After an exciting and challenging day of caring for patients and teaching students, a third-year medical student on his family medicine rotation says to me, “I really like what you do, but I just cannot afford to go into family practice.” I realized that by “afford,” he was referring not only to finances but also to the expectations of his parents, friends, and medical school. After spending 35 wonderful years as a family doctor, I have been “dissed’ by a kid who wants to become a dermatologist.
So I am of two minds. Part of me is fulfilled by being needed, loved, and respected by my patients.
Over time, they have increasingly looked to me to diagnosis, advise, reassure, and guide them through a complex healthcare environment in which few others offer them help. Another part of me sees that what I do is increasingly devalued by forces outside the exam room ― those who pay for health care, those who question the “medical necessity” of each test I order or drug I prescribe, and those in medicine who are more likely to know a procedure’s CPT code than a patient’s name.

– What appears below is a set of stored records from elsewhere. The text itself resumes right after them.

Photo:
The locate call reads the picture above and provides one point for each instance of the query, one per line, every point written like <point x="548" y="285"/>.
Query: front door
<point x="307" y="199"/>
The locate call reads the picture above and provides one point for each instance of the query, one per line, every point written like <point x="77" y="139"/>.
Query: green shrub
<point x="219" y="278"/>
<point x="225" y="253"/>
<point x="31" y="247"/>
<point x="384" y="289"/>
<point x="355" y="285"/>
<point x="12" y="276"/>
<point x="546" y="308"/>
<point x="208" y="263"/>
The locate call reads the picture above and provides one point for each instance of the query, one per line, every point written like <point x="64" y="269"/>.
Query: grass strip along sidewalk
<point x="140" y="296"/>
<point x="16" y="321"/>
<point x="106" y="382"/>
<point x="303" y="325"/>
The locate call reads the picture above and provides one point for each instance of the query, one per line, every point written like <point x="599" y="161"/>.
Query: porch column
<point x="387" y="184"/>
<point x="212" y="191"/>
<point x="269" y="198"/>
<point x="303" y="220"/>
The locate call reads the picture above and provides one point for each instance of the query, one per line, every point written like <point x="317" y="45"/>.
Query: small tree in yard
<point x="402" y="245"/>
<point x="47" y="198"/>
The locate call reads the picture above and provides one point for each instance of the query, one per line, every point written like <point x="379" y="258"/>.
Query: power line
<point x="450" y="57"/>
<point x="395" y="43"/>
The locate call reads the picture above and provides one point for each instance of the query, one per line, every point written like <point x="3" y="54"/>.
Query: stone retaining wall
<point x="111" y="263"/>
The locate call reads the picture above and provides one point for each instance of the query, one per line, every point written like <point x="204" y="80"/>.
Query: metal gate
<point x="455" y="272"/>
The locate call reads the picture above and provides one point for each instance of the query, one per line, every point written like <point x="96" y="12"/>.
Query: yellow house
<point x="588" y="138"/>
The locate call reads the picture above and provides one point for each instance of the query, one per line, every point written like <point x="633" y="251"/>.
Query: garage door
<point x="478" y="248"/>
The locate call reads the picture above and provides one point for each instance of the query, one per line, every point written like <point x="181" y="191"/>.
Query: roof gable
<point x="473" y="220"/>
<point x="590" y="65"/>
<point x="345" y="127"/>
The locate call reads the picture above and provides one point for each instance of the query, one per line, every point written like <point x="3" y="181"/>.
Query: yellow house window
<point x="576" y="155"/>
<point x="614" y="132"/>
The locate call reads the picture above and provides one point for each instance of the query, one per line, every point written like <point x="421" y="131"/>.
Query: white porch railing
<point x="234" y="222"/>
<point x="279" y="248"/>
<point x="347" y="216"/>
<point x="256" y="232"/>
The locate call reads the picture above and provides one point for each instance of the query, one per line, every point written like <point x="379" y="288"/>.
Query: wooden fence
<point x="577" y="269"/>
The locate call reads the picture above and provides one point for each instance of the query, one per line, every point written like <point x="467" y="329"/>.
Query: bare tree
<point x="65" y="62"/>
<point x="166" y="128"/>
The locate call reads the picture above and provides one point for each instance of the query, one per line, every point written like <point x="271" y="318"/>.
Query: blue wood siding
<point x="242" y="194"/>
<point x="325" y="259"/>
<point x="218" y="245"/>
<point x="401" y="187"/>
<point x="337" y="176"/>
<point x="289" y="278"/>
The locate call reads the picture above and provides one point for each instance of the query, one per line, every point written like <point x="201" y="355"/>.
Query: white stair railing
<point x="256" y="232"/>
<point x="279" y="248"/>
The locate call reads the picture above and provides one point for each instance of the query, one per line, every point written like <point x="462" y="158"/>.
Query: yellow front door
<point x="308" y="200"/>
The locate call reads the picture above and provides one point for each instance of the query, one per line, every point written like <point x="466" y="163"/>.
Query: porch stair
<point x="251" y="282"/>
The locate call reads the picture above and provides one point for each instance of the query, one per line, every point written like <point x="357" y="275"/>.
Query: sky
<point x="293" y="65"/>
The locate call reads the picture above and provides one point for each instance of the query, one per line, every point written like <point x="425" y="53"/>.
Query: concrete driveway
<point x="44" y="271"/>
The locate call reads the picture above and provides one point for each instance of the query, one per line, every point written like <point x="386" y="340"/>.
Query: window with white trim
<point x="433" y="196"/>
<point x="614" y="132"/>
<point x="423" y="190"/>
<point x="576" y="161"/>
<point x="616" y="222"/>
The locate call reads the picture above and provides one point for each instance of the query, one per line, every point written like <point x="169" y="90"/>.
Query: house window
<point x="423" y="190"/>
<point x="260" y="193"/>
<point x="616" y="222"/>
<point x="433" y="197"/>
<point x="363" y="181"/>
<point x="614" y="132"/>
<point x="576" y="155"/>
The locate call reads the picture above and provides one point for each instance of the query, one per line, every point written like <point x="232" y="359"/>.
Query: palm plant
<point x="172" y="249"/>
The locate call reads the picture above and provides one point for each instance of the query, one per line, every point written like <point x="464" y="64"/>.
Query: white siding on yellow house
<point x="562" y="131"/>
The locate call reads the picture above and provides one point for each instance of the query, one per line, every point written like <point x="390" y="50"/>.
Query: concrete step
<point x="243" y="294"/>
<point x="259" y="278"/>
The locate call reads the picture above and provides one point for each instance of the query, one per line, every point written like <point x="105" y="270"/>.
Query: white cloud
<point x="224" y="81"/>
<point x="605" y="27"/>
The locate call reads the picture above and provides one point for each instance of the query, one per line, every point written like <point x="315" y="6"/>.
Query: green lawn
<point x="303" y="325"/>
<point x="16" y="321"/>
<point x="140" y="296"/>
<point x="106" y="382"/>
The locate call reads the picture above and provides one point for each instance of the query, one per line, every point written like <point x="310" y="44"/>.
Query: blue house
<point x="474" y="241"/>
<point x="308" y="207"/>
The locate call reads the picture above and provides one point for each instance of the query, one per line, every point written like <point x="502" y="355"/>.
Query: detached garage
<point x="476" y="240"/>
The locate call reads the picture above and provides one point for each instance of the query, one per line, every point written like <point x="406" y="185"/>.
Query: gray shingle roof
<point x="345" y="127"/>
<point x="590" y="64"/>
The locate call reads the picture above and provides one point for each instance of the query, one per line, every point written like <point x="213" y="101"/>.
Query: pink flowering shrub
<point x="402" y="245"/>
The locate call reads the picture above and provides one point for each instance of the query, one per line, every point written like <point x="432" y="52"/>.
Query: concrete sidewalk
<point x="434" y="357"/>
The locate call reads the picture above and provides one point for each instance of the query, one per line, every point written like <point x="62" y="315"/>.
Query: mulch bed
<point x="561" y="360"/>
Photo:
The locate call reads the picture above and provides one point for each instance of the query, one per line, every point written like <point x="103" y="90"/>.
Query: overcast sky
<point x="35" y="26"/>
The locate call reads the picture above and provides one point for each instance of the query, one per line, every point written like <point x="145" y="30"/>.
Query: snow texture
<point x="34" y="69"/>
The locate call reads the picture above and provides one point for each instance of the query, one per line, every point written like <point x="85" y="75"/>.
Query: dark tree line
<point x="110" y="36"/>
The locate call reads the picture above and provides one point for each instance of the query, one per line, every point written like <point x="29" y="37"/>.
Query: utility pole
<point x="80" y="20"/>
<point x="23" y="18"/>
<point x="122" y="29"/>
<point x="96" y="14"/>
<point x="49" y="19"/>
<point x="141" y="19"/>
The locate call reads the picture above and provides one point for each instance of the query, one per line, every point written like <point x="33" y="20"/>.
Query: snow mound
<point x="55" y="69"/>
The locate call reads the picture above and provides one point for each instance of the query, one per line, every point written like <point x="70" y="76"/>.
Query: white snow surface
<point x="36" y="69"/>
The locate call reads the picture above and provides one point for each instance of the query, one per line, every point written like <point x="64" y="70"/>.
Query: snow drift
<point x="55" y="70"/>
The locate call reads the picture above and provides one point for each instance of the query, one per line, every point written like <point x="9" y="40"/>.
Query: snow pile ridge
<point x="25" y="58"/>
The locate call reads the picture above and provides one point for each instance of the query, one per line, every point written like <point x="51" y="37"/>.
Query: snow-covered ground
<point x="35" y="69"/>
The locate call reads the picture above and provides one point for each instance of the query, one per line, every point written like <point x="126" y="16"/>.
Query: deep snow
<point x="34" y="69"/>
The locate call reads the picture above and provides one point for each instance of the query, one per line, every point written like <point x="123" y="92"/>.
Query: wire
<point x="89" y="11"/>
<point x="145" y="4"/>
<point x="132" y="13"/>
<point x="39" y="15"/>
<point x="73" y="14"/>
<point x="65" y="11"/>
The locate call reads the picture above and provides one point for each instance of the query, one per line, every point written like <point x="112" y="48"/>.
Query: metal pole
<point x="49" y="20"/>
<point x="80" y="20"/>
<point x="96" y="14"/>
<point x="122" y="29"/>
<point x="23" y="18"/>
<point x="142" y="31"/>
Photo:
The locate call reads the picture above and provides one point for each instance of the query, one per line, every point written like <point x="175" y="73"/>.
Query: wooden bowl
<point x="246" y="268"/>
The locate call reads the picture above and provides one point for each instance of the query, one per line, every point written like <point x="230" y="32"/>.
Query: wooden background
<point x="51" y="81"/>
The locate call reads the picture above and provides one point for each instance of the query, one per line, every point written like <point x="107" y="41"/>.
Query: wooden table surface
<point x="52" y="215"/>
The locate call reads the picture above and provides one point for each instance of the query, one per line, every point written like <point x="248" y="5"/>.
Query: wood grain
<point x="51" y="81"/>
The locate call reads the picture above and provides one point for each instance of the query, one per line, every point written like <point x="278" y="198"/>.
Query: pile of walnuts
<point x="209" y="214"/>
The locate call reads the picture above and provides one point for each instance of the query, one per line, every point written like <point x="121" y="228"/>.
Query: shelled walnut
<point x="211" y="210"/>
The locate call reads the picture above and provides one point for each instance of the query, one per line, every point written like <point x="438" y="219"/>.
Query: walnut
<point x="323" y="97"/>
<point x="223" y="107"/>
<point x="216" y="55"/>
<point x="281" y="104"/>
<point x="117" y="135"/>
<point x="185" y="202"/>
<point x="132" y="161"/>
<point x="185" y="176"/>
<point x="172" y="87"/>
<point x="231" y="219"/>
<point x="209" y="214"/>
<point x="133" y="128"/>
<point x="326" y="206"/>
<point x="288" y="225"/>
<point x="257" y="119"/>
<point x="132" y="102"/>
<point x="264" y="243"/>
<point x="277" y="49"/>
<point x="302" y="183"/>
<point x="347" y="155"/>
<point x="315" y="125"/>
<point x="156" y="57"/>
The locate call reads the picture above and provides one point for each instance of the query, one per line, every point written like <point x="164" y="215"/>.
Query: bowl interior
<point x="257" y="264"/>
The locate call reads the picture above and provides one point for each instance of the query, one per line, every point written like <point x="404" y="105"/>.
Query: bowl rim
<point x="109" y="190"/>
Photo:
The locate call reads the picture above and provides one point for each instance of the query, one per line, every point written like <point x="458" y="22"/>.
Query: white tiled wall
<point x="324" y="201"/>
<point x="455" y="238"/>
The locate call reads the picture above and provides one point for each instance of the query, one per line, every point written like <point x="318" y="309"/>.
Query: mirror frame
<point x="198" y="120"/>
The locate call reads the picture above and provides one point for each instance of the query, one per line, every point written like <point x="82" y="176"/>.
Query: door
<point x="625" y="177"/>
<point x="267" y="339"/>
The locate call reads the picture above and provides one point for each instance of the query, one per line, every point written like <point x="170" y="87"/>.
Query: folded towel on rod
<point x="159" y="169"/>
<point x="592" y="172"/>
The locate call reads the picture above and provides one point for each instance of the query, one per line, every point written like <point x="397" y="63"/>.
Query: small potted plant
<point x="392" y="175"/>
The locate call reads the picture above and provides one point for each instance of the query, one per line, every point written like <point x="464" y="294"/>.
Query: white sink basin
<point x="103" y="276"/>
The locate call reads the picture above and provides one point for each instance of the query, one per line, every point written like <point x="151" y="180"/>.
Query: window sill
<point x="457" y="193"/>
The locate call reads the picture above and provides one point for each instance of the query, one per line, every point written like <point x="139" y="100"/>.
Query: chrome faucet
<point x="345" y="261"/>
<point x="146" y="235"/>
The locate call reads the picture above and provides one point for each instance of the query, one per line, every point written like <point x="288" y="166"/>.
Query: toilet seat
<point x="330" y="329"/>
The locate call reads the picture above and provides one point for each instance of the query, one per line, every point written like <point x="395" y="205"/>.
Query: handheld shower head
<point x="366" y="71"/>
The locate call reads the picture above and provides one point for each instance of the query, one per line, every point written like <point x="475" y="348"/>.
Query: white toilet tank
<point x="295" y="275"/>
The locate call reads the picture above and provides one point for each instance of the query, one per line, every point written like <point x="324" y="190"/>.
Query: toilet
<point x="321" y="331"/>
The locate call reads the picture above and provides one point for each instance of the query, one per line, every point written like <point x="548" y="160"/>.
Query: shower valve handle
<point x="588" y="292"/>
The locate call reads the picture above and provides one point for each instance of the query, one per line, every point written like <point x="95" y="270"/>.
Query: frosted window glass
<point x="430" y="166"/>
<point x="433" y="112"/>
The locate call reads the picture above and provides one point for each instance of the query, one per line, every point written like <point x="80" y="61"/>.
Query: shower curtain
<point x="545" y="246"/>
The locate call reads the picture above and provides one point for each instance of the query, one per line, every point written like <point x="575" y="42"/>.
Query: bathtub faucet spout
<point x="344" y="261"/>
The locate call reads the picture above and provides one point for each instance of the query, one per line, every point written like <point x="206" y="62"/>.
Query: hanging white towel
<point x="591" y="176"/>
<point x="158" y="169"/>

We are in this position because we have failed to define ourselves, instead allowing others to perpetuate myths about what we do. The first such myth is that what we do is easy. Nothing can be further from the truth. In about 15 minutes, we are asked to treat a long list of chronic problems (e.g., diabetes, obesity, hypertension), resolve a few new problems (eg cough, headache), address preventative health recommendations (eg, smoking, flu shot), integrate the psychosocial issues that impact the patient’s health, and figure out how to get it all paid for by an insurance company using codes that don’t really match either my patient’s problems or the care I provide. Oh, and by the way, can you look at this rash and fill this prescription for my husband? Recent research has shown that an average primary care visit is 50% more complex than a visit to a cardiologist and five times more complex than one to a psychiatrist. So no, it is not easy.
The second myth is that it requires less training than other medical specialties. This has resulted in some assuming that primary care can be left to “midlevel” clinicians. While physician assistants and nurse practitioners can work effectively in primary care settings, it is a mistake to believe that they provide equivalent care to patients with complex problems, and we have suffered by the wide acceptance of this assumption. OR techs can work effectively in an operating room, but no one suggests that they replace surgeons.